In justinjm/googleCloudVertexAIR: Google Cloud Vertex AI API Into R

knitr::opts_chunk$set(echo = TRUE)

Overview

Emulation of notebook tutorials using Vertex AI SDK via Python:

Setup

Installation

Run the following chunk to install googleCloudVertexAIR and the other required R packages to complete this tutorial (checking to see if they are installed first and only install if not already):

required_packages <- c("remotes", "googleAuthR")
missing_packages <- required_packages[!(required_packages %in% 
                                          installed.packages()[,"Package"])]
if(length(missing_packages)) install.packages(missing_packages)

# remotes::install_github("justinjm/googleCloudVertexAIR") # run first time

.Renviron

Create a file called .Renviron in your project's working directory and use the following environemtn arguments:

GAR_SERVICE_JSON - path to service account (JSON) keyfile downloaded before and copied
GCVA_DEFAULT_PROJECT_ID - string of your GCP project you configured before
GCVA_DEFAULT_REGION - region of GCP resorces that can be one of: "us-central1" or "eu"

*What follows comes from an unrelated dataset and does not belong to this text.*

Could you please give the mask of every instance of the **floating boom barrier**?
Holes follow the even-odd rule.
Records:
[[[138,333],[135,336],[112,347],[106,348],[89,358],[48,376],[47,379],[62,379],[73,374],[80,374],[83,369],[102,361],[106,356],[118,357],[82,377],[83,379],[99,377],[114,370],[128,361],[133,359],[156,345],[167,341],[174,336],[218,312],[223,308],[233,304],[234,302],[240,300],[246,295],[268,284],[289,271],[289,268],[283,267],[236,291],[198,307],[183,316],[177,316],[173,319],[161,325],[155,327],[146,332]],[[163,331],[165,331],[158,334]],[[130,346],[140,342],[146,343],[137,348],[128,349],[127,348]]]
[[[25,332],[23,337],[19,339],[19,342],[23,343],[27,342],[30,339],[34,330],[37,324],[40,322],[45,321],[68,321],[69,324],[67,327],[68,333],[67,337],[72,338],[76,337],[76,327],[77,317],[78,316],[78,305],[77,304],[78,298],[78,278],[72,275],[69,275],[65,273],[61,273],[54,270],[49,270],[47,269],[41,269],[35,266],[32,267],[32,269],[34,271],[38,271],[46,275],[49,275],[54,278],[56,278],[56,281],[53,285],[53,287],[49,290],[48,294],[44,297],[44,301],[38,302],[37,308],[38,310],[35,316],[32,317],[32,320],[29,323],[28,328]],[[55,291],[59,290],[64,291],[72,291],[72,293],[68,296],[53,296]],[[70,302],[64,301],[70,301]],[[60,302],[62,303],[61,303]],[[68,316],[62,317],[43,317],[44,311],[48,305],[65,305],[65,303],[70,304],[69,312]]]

e.g. your .Renviron should look like:

# .Renviron
GAR_SERVICE_JSON="/Users/me/auth/auth.json"
GCVA_DEFAULT_PROJECT_ID="my-project"
GCVA_DEFAULT_REGION="us-central1"

Setup Google Cloud Project

TODO: https://github.com/justinjm/googleCloudVertexAIR/issues/26

Authenticate your Google Cloud Account

library(googleAuthR)
library(googleCloudVertexAIR)

options(googleAuthR.scopes.selected = "https://www.googleapis.com/auth/cloud-platform")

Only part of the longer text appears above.